Suttles appoints team Unhappiness among investors culminated at the start of 2013 when Randy Eresman resigned after seven years as chief executive officer and a lengthy search for his replacement ended in June when Doug Suttles, former chief operating officer of BP Exploration & Production, moved into the heady heights of The Bow.
Suttles first move was to “access external help” from numerous disciplines and appoint a team to evaluate Encana’s vast oil and gas holdings and operating methods to determine how each stacks up against its competitors and to craft a new blueprint for the company.
Without apology, he has said the strategy will not be completed until late this year and not be implemented until 2014, by which time Encana will have been in a state of uncertainty for a full year.
Suttles has said his first step has been to look at the quality of the asset base, the quality of the company’s capabilities and how well it is performing.
“Before I make bold statements about strategy and direction, I want to make sure I understand today’s reality of where we are and that then becomes the foundation for helping us think where we want to go,” he said.
Capital budget cut To date, Suttles has offered only a few crumbs to indicate what trail he is following, first by cutting $200 million from this year’s capital budget that will likely see spending end up close to $3 billion.

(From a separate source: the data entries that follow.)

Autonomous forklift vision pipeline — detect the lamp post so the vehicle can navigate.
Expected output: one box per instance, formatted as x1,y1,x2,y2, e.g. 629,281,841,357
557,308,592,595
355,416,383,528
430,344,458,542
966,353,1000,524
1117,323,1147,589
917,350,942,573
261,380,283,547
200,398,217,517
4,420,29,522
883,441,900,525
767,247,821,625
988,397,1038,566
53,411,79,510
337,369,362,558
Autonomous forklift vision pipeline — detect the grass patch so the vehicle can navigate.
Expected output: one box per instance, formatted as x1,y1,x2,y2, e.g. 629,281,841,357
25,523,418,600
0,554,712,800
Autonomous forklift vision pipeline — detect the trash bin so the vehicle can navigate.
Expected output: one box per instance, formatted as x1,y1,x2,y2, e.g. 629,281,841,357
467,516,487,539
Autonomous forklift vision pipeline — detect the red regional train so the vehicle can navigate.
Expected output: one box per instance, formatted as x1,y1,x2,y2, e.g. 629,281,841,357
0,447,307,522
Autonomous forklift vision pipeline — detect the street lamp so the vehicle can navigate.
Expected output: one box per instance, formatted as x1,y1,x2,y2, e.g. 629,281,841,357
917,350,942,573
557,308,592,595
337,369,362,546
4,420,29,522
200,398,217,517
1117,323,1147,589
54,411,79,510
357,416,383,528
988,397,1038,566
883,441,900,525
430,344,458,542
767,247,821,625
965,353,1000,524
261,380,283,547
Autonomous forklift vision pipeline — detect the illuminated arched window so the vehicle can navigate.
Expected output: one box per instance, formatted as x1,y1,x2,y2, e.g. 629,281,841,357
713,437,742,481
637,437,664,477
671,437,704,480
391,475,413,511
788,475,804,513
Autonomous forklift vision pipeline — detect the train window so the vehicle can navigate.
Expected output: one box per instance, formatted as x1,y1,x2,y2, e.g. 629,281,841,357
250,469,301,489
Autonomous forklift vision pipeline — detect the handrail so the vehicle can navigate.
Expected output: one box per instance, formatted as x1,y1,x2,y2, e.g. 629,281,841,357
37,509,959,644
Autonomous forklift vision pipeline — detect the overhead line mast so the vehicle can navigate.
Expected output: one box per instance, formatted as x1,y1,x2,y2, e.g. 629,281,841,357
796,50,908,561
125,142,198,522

He is also rethinking the goal of using joint ventures to develop Encana’s North American resource assets and indicated he will reconsider the pursuit of 70,000 barrels per day of oil and liquids production.
“We haven’t actually eliminated any course of action as part of the strategy, other than we’re not going to get out of the oil and gas business — I can confirm that,” he told analysts July 24. “Our asset base and core strengths will play a big role in our future.

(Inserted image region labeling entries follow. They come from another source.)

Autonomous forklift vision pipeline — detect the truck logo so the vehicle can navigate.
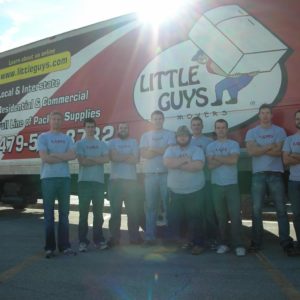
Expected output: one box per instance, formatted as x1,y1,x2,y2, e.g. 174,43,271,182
134,5,289,132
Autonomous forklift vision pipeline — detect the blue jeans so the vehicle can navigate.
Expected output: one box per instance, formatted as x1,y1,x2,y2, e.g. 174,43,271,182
251,172,292,248
169,190,204,246
289,181,300,245
41,177,70,251
203,180,218,240
78,181,104,244
145,173,169,240
212,184,243,248
109,179,141,242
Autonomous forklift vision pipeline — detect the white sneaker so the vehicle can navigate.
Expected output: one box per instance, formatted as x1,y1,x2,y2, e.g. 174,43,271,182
156,213,168,226
217,245,230,254
235,247,246,256
78,243,87,252
95,241,108,250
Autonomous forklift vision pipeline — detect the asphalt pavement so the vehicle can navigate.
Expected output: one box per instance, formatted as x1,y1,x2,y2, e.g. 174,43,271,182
0,201,300,300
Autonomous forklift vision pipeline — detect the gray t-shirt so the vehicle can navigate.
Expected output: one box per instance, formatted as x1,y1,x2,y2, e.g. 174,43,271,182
140,129,176,173
190,135,214,181
206,139,240,186
37,131,74,179
245,125,286,173
108,138,139,180
76,138,108,183
164,145,205,194
282,133,300,181
191,135,214,153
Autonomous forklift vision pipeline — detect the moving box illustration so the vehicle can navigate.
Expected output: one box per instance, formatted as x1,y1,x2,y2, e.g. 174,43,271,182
189,5,288,75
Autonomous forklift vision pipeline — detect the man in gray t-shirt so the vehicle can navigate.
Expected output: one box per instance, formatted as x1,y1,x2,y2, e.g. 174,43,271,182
206,119,246,256
140,111,175,246
76,118,109,252
164,126,205,255
282,110,300,254
109,123,142,246
37,111,75,258
191,116,218,245
245,104,293,254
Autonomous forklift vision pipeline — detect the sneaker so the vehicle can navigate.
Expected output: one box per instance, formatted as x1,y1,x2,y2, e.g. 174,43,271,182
209,240,218,251
45,250,55,258
156,213,168,226
129,237,144,245
63,248,77,256
95,241,108,250
217,245,230,254
106,239,120,248
143,240,157,247
248,242,261,253
78,243,87,252
235,247,246,256
191,245,204,255
284,246,300,256
181,242,194,250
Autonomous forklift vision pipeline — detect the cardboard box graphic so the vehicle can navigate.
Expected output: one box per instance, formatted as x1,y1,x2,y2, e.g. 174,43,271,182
189,5,288,74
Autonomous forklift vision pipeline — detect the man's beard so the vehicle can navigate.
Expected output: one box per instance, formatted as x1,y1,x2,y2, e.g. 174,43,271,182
118,132,129,140
177,139,190,147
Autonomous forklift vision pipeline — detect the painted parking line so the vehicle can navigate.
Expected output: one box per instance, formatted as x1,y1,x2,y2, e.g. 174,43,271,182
256,252,300,300
0,252,43,283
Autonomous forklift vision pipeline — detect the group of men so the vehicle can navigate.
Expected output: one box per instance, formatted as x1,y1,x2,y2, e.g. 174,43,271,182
38,104,300,257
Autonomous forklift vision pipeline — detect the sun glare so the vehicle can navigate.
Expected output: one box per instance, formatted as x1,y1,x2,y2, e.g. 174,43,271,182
137,0,184,25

“We are taking a hard look at our competitive position in a play by play sense.”
Under Eresman, joint ventures were portrayed as the key to Encana’s future by injecting immediate cash through the sale of interests in shale prospects and accelerate development of those assets.
The last deal of that type was announced seven months ago when a 49.9 percent stake in Alberta’s Duvernay liquids-rich shale platy was sold to PetroChina for $2.2 billion, after an earlier $5 billion deal with PetroChina fell through.
Suttles said he does not want to lock into any similar commitments, which he said “do restrict our flexibility because they consume a lot of your capital.”
$650M in asset sales Chief Financial Officer Sherri Brillon underscored that thinking, noting that Encana has collected $650 million so far this year from asset sales.
But she was unwilling to say that the goal of $1 billion for 2013 will be reached because the industry is “in a buyers’ market.”
For the second quarter of this year, Encana produced 2.76 billion cubic feet per day of gas, down 500 million cubic feet per day from peak levels in 2011, while its oil and liquids output is currently 55,000 bpd.
Suttles has said he believes the gas sector will be in a “modest” price environment for some time and the business ought to be run on that assumption.
Because of the cost-intensive nature of the business, the emphasis will be on efficiencies that “I’m sure will be part of our plans going forward,” he said.